Le blog de Franck Mathevon

Franck Mathevon, envoyé spécial permanent à Londres pour Radio France

Article(s) pour 11 janvier 2012

Et si l’Ecosse quittait le Royaume-Uni… (part 1)

Mercredi 11 janvier 2012

C’est la grande affaire du moment en Grande-Bretagne : à quand un référendum sur l’indépendance de l’Ecosse ? Une question au coeur du débat politique depuis les élections régionales de mai dernier. Le Parti nationaliste écossais, le SNP, a alors conquis à la surprise générale la majorité absolue au Parlement d’Edimbourg. Le système électoral était pourtant conçu pour éviter un tel scénario. Cette victoire inattendue a propulsé Alex Salmond, leader du SNP, à la tête du gouvernement régional et ouvert la voie à un référendum sur l’indépendance.
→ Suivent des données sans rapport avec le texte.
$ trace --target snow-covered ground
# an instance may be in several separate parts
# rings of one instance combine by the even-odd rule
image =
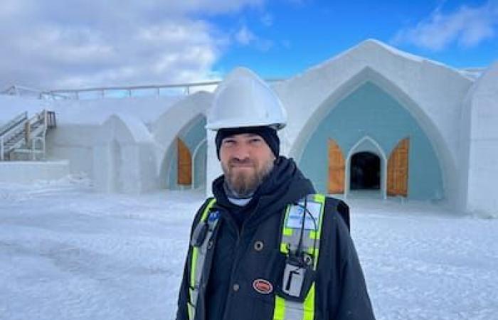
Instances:
[[[0,184],[0,319],[170,319],[201,192]],[[379,319],[498,319],[498,220],[351,201]]]

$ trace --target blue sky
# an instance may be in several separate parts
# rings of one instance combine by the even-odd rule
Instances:
[[[498,0],[2,0],[0,90],[287,78],[367,38],[456,68],[498,58]]]
[[[226,72],[246,65],[285,78],[371,38],[453,67],[484,67],[498,59],[497,8],[485,1],[275,1],[214,19],[221,28],[245,27],[253,35],[227,48],[215,66]],[[467,43],[466,32],[474,37]]]

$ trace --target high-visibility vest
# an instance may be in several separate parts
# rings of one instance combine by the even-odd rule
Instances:
[[[310,267],[314,270],[316,270],[318,265],[325,198],[325,196],[322,194],[312,194],[308,195],[305,200],[303,198],[296,204],[287,205],[282,225],[280,252],[286,255],[295,252],[300,241],[301,251],[307,253],[311,258]],[[210,200],[196,228],[196,229],[199,228],[199,225],[202,224],[208,225],[202,242],[192,246],[189,277],[190,299],[188,304],[190,320],[194,320],[195,317],[199,284],[207,249],[213,243],[211,238],[218,220],[218,216],[216,218],[210,218],[210,212],[215,202],[215,199]],[[312,320],[314,317],[314,283],[308,290],[304,302],[292,301],[275,295],[272,319],[273,320]]]

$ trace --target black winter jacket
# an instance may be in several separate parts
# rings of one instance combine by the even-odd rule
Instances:
[[[280,283],[285,260],[279,250],[285,208],[314,189],[295,162],[282,156],[243,207],[228,200],[223,184],[223,176],[213,183],[221,218],[213,235],[213,249],[206,255],[196,319],[272,319],[275,293],[257,292],[253,282],[265,279],[274,287]],[[207,203],[196,214],[193,228]],[[374,319],[358,256],[338,208],[348,210],[342,201],[327,198],[315,282],[315,319]],[[255,249],[257,241],[263,242],[263,250]],[[177,320],[189,319],[191,250],[180,287]]]

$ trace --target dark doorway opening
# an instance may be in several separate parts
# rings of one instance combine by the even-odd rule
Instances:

David Cameron ne veut surtout pas entrer dans l’Histoire comme le Premier ministre responsable de l’éclatement du Royaume-Uni. Dimanche, il a donc défié Salmond et posé ses conditions.

En substance : « Ok pour un référendum, mais dans les 18 mois, et seulement si c’est un vote simple : oui ou non, souhaitez-vous l’indépendance de l’Ecosse ? Londres acceptera alors le résultat de ce scrutin qui, dans tous les autres cas de figure, n’aura aucune valeur à Westminster. »

En clair, pour David Cameron :

1) Le référendum doit avoir lieu le plus tôt possible. Actuellement, le soutien à l’indépendance progresse dans les sondages mais ne dépasse jamais 40% des suffrages. Alex Salmond est convaincu que le temps jouera en sa faveur. Downing Street partage manifestement cette analyse.

2) La consultation doit être un simple « yes/no vote ». Londres ne veut pas d’un troisième choix, baptisé devo max, une plus grande autonomie, à mi-chemin entre le status quo et l’indépendance totale (devo pour devolution, régionalisation, transfert de compétences). D’après les sondages, le soutien des Ecossais à l’indépendance OU à l’option devo max dépasserait les deux tiers des suffrages.

Les propos de David Cameron ont naturellement scandalisé les séparatistes écossais qui accusent Londres d’ingérence. Rappelons que les conservateurs sont très impopulaires en Ecosse : 15 députés seulement sur les 129 du Parlement régional. Alex Salmond, l’un des hommes politiques britanniques les plus habiles et les plus redoutables de sa génération, a donc répliqué hier.

En substance : « Le vote de mai dernier nous a donné un mandat pour organiser un référendum sur l’indépendance. Nous organiserons cette consultation à l’automne 2014, selon nos propres termes. Et le droit de vote sera accordé dés l’âge de 16 ans (ndr : les jeunes seraient plus favorables à l’indépendance que leurs aînés). »

David Cameron a la loi de son côté. Dans les textes, les Ecossais ne sont pas maîtres de leur avenir, un référendum ne peut être contraignant sans l’aval de Westminster. Mais moralement, la question est bien sûr discutable. Si le peuple écossais demande à quitter le Royaume-Uni, difficile d’ignorer une telle aspiration démocratique. L’affaire devient ainsi un casse-tête constitutionnel que la Cour suprême pourrait être amenée à trancher.

Pendant que le SNP et le gouvernement britannique se chamaillent sur les modalités d’un référendum, plus personne ne s’intéresse au débat de fond sur l’unité du Royaume.